Profitability affected due to COVID-19, better FCF on lower capex in CY20
* Revenue dropped by 9.5% YoY to INR64.5b on lower volumes. The same was affected due to COVID-led lockdown and slower ramp-up of operations from newly acquired territories.
* EBITDA margin contracted by 170bp to 18.6% and EBITDA/case dropped to INR28.3 in CY20 (v/s INR29.5 in CY19), which was due to lower volumes, leading to the absence of operating leverage.
* Gross debt decreased by 6% YoY to INR32b in CY20 due to repayment of longterm debt (which reduced by INR2b in CY20).
* Operating cash flow declined 23% YoY to INR10b in CY20 v/s INR13b in CY19. This was due to a reduction in operating profit by 17% YoY to INR12b, coupled with an increase in working capital to INR6.6b in CY20 (v/s working capital of INR5.8b in CY19). Working capital days increased by seven days due to a seven/five-day increase in inventory/debtor days. This was partially offset by an increase in the payables cycle by four days. Cash conversion (CFO/EBITDA) was 84% in CY20 v/s 90% in CY19. FCF increased by 25% YoY to INR7.2b in CY20. This was mainly due to lower capex outflow.
* RoCE/RoE contracted by 140bp/610bp YoY to 10.4%/11.5% in CY20, due to lower profitability amid COVID-19 pandemic.
* Standalone revenue/EBITDA/adjusted PAT decreased by 13%/29%/35% YoY to INR48.8b/INR8.6b/INR2.9b, respectively.
* Government grants decreased by 45% YoY to INR656m. As a percentage of consolidated/standalone revenue, government grants stood at 1%/1.3% in CY20 (v/s 1.7%/2.1% in CY19).
* Subsidiary revenue increased by 4% YoY to INR15.7b. This was due to significant revenue jump (28% YoY) to INR7.2b in its Zimbabwe’s subsidiary and amalgamation of Lunarmech Technologies Pvt in with Angelica Technologies Pvt (leading to increased revenue).
* Subsidiary EBITDA margin expanded by 570bp to 21.8% in CY20, whereas EBITDA jumped 40% YoY to INR3.4b. Adjusted PAT jumped 5x YoY to INR1b over the same period.
Valuation and view
* With the integration of new territories, VBL has adequate capacity in place to meet growing demand (utilization during peak season ~60%). With an increase in demand, we expect sweating of assets to increase, leading to the kicking-in of operating leverage, thereby improving margin. Surge in on-the-go consumption and increasing demand from HORECA segment (6-7% of sales) is expected to complement volume growth in the medium-term.

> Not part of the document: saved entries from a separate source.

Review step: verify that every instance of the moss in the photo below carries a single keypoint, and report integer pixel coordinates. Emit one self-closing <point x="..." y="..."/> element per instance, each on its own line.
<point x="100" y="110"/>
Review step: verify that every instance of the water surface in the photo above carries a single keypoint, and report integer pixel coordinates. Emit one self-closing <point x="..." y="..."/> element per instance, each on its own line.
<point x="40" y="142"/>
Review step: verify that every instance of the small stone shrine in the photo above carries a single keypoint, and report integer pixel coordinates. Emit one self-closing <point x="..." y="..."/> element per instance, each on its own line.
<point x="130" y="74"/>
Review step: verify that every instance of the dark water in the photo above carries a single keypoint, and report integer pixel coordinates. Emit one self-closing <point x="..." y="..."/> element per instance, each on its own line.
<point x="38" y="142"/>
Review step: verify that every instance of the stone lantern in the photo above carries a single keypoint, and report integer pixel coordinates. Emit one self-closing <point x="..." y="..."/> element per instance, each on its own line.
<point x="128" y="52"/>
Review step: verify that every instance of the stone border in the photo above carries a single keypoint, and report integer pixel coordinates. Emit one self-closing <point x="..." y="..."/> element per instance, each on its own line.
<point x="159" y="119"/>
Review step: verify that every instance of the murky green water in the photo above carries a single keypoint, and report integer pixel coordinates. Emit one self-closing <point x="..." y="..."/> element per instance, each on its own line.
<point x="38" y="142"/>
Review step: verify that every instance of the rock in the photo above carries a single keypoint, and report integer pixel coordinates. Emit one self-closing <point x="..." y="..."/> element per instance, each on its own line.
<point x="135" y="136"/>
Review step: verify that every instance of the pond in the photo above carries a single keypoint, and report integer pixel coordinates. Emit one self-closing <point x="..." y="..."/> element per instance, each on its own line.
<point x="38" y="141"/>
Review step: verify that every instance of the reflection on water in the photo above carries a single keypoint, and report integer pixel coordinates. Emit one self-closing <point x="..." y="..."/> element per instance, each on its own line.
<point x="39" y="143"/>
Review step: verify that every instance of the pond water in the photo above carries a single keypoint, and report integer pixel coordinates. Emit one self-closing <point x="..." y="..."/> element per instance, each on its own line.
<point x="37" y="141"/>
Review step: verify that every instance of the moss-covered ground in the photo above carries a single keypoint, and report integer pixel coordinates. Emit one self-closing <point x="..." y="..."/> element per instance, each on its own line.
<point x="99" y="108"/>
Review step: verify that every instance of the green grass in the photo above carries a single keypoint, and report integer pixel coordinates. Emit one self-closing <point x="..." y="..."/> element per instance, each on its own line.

* We expect strong demand traction over the next few years due to: a) VBL is a monopoly play in PepsiCo India’s business, as the market increased to ~85%, b) increasing penetration in the newly acquired regions (South and West India) on the back of a robust distribution network, c) diversifying product portfolio, and d) greater Refrigerator penetration in rural/and semi-rural areas.
* We expect a CY20-22E revenue/EBITDA CAGR of 27%/35%. Based on future growth potential (namely acquisition of new territories in South and West India) and the return ration profile, we value the stock at 31x (in-line with its threeyear average P/E of 32x) CY22E EPS of INR36.7 to arrive at our target price of INR1,140, implying an upside of 15%. Maintain Buy.